Authorities presume Vincent Soto, who was fishing with his father, Carlos Soto, is dead. The father’s body was recovered June 11.|

A search of Lake Mendocino Wednesday using a robot to find the body of a man missing over a month yielded a lead but nothing definitive, according to family members and the Mendocino County Sheriff’s Office.

Carlos Soto, 62, of Laytonville was found dead on June 11 on the south end of the lake after a passerby noticed an empty boat. He had been on a fishing trip with his son, Vincent Soto, 40, also of Laytonville.

After weeks of searching the surrounding area, sheriff’s officials presume the younger Soto is dead. Authorities and family members have been searching for his body for over a month.

The Mendocino County Sheriff’s Office worked with the Army Corps of Engineers, Sonoma Water and the National Marine Fisheries to conduct a rare search of the lake using a robot, but they did not find Vincent’s body. They did, however, spot an object they think may be the body but were unable to confirm it, Mendocino Sheriff’s Lieutenant Shannon Barney said.

“We couldn’t get close enough in a steady manner to see what it was. It’s basically a human shape, but it could be a log,” he said.

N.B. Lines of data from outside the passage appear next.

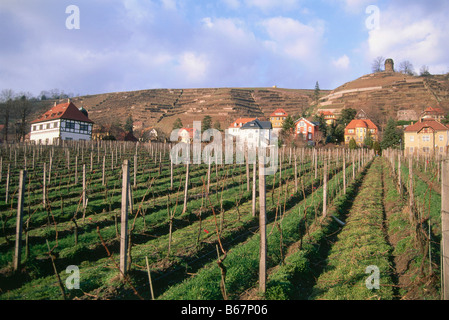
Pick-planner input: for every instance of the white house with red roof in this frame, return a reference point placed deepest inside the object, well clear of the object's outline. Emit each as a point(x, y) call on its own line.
point(307, 129)
point(62, 122)
point(188, 134)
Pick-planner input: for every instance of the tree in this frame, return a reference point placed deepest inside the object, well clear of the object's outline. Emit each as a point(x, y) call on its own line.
point(22, 109)
point(6, 99)
point(406, 67)
point(377, 64)
point(177, 124)
point(392, 135)
point(206, 123)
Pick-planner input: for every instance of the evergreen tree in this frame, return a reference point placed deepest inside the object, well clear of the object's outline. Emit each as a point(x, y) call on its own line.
point(206, 123)
point(392, 135)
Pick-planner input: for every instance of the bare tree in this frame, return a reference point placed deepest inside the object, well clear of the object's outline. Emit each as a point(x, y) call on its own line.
point(377, 64)
point(22, 108)
point(424, 71)
point(406, 67)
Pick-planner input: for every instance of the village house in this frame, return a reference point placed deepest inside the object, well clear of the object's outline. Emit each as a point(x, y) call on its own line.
point(234, 128)
point(329, 117)
point(358, 129)
point(188, 134)
point(62, 122)
point(308, 129)
point(277, 119)
point(429, 137)
point(255, 132)
point(432, 113)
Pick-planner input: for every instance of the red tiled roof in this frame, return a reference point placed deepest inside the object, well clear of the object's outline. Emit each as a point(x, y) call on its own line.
point(279, 112)
point(361, 123)
point(433, 124)
point(434, 110)
point(63, 111)
point(240, 122)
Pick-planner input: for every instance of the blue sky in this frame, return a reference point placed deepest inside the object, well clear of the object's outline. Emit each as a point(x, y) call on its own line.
point(126, 45)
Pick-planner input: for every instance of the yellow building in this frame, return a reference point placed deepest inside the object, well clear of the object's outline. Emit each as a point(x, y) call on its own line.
point(358, 129)
point(426, 137)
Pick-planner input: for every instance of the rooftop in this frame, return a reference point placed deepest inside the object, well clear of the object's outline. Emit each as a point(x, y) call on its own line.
point(433, 124)
point(63, 111)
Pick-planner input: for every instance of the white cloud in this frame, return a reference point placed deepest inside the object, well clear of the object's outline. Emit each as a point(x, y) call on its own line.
point(294, 39)
point(232, 4)
point(193, 67)
point(342, 62)
point(267, 5)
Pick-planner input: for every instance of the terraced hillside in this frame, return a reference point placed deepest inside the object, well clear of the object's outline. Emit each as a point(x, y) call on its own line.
point(383, 94)
point(160, 107)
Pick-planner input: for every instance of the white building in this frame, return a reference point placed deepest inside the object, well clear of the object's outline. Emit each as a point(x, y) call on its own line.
point(62, 122)
point(256, 133)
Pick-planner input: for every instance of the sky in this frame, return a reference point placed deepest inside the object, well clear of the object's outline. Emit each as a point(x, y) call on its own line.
point(98, 46)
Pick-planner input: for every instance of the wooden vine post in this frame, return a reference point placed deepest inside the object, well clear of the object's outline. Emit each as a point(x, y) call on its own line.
point(325, 189)
point(445, 227)
point(124, 220)
point(18, 248)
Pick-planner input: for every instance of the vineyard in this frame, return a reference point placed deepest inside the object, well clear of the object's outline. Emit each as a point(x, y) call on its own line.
point(335, 220)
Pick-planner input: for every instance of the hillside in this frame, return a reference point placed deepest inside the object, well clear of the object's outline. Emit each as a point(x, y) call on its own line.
point(161, 107)
point(381, 95)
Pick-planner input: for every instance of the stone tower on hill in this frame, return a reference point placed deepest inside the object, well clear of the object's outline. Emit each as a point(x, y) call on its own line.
point(389, 65)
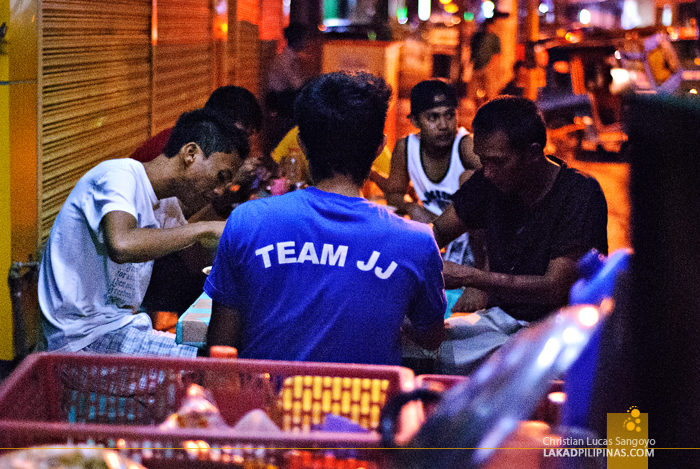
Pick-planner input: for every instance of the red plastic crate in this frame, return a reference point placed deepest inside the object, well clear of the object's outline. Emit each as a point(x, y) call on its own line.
point(118, 401)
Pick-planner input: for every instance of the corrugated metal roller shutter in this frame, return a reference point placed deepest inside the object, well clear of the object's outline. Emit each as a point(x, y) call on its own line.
point(247, 63)
point(94, 91)
point(184, 58)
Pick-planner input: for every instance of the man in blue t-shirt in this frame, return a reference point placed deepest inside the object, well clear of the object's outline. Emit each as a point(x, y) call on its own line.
point(322, 274)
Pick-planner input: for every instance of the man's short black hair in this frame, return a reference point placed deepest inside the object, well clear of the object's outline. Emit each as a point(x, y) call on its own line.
point(518, 118)
point(235, 104)
point(429, 94)
point(341, 120)
point(204, 128)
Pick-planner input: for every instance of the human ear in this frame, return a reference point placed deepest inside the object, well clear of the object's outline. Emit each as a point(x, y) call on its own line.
point(190, 152)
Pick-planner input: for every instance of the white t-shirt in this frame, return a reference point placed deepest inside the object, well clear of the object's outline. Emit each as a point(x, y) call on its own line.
point(82, 293)
point(434, 195)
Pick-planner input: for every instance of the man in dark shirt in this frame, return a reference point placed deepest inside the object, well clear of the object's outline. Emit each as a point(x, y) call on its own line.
point(539, 216)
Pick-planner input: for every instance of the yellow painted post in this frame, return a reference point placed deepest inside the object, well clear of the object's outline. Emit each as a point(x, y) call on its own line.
point(6, 348)
point(533, 33)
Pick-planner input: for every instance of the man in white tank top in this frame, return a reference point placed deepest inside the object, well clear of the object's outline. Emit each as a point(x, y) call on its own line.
point(435, 162)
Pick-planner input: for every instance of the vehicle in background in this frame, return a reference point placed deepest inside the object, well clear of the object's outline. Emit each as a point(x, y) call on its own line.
point(588, 75)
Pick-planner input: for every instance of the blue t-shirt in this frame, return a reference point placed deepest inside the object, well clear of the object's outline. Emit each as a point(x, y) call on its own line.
point(318, 276)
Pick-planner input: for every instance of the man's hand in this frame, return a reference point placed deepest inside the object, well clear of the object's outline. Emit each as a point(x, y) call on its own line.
point(472, 299)
point(456, 275)
point(210, 238)
point(251, 176)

The problem was the high current, Barney said. Sonoma Water officials reduced the amount of water released from Lake Mendocino into the?Russian River to allow the robot to work, dropping it to the lowest flow levels in the lake’s history, Barney said.

“We took it down to ?10 cubic feet a second, which from what I was told, the lowest they had it before was 25 cubic feet a second,” Barney said. “We had that at first, it was our agreed-upon flow rate, but it was too fast for the robot to work.”

The robot was able to navigate the lake at the reduced flow levels, Barney said, but it had to run its propellers at full speed in order to avoid being swept away in the current.

The speed of the water also reduced the robot’s range of vision to about 6 inches, meaning it had to get extremely close to objects in order to identify them.

Spotting a shape that could be a human body, the robot moved in closer, but the propellers kicked up silt from the bottom of the lake, clouding its vision completely, Barney said.

The object was spotted at about 112 feet below the surface of the water, caught against a gate at the bottom of the lake. That’s too deep for human dive teams from the Marin County Sheriff’s Office that have previously worked with the Mendocino County Sheriff’s Office on the search, Barney said. Authorities are now working to coordinate a deep-water dive team to examine the object. It will take at least a few days, and possibly longer before authorities can resume the search, Barney said.

Friends and family members of the Sotos have kept a vigil on the south side of the lake since Carlos Soto’s body was discovered, with a constant fire burning in the tradition of the Mishewal Wappo tribe, of which Vincent Soto belonged. Daniel Garcia, his brother, said the family plans to continue the vigil until the body is found.

“That’s why we’re here in the first place,” he said.